きれいなデザインやかっこいいデザインは、時として最悪なウェブサイトを作り上げる主犯になり得ます。このことは、かっこいいウェブサイトを作ることに夢中になっているデザイナーやクライアントには見えない(気づかない)場合が多々あり、作り終わって、公開した後に、周りから言われて初めて気づいていくケースがままある訳です。
しかしながら、誰もが使いやすいと思うナビゲーションなり画面デザインを作るのはとても難しいことです。そこで、誰のためにウェブサイトを作るのかという「基本的なコンセプト」が重要になるのです。そのウェブサイトを使う人は、
どんなリテラシーの持ち主で
どんなことなら学習してもらえるのか
を考えてみましょう。
誰もが知っている操作性をサイトに取り入れる事もユーザビリティを向上させる方法の一つではありますが、初めて接する操作性であっても、サイト全体が一貫した操作性能を持っていて、それが直感的で理にかなっていれば、一般的な操作性などを取り入れるよりも「優れた操作性」と評価されるでしょう。肝心なことは、使うユーザーの学習能力の多い少ないも考慮して、なにがサイトらしい操作性能なのかを考える事が、ユーザビリティ向上の第一歩と言えます。
そして、一部の人が操作性が悪いと感じる事があっても、大多数の人が指示していれば、それはそれで「よいユーザビリティ」であると言っていいと思います。少なくとも、僕はそう思います。

この考え方の延長線上に、視覚効果として文字を大きくする小さくするというデザイン表現に関わる問題もあります。
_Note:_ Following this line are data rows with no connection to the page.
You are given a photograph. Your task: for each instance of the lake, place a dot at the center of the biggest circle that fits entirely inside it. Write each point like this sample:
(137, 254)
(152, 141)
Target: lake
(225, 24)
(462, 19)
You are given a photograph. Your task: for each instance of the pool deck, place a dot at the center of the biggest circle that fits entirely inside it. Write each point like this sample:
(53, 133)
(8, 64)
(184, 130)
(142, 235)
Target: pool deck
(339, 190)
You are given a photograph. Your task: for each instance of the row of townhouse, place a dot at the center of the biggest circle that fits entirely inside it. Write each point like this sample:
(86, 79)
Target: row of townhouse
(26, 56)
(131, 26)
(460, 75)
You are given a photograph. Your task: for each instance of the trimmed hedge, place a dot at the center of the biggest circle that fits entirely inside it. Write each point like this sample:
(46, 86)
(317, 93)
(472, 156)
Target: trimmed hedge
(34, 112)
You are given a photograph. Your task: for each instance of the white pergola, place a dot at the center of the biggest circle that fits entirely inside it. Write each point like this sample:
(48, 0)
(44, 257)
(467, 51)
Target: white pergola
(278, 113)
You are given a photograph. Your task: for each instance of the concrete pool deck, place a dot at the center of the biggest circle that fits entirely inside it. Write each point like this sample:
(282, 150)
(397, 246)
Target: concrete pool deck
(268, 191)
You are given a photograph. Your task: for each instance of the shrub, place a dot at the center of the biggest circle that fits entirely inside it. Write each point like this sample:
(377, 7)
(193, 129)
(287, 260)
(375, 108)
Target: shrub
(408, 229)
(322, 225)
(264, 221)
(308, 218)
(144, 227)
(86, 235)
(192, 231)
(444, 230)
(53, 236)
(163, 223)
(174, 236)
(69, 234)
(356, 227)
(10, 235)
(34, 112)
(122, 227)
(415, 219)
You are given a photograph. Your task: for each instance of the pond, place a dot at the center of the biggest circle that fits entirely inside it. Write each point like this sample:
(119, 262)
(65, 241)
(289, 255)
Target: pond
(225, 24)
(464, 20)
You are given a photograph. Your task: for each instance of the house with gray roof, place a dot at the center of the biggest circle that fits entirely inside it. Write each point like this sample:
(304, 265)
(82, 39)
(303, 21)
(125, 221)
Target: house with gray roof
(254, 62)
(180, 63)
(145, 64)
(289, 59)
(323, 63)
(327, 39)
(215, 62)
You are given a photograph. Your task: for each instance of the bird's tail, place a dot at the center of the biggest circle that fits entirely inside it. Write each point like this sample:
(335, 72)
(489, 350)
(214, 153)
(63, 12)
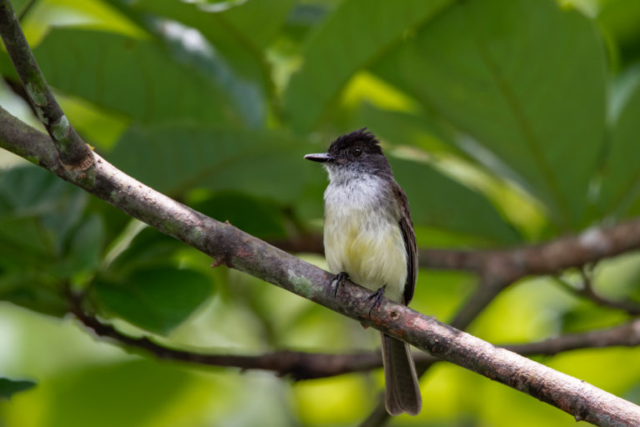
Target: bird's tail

よく「ユーザビリティが悪い」と、文字を大きくするようにデザイナーに指示をしますが、単に大きくするだけがユーザビリティの向上ではないという事は申し添えておきましょう。
デザインのクォリティは、文字の表情やバランスによっても大きく左右され、よいウェブサイトの条件としてのデザインの善し悪しを崩してまで導入する必要のあるユーザビリティとはなにか?ということです。
そもそも、ユーザビリティあってのデザインであるべきところのデザインに対して、ユーザビリティが悪いと指摘する事は自己矛盾でもあるわけで、それは、デザイナーがユーザビリティの概念をわかってない証拠でもあるわけです。
一方で、メッセージ性という問題があります。
これはどういうものかというと、
そのウェブサイトの中で一番に伝えたいメッセージは何なのか
ということで、ウェブサイトをご覧いただくにあたり、ユーザーに隅から隅まで余す事なくみてもらう事は事実上困難というか不可能な中で、最低限みてもらいたいメッセージは何なのかを明確にし、最低限みるための動線を指し示すデザイニングが重要かつ不可欠であるということが、メッセージ性の確保と言えます。
ユーザビリティは、このメッセージ性の実現の一つの手段でもあります。猫も杓子も、何から何なで、視認性や可読性が悪いからと文字を大きくしたり色を変えたりするのではなく、そのウェブサイトの中で、
一番伝えたいこと、
これだけはみてもらいたいこと、
一番みてほしいこと
を表現することは、「誰のためのウェブサイトなのか」という基本的な考え方に通じていくのではないでしょうか。

情報をデザインすることや、サイトを設計することは、昨日今日デザインをかじった人には到底できないことだという理由にもつながるこの「ユーザビリティ」という言葉のウラ側は、デザインをよく熟知したひとほど見落としてしまう「おとし穴」にもなりうるものです。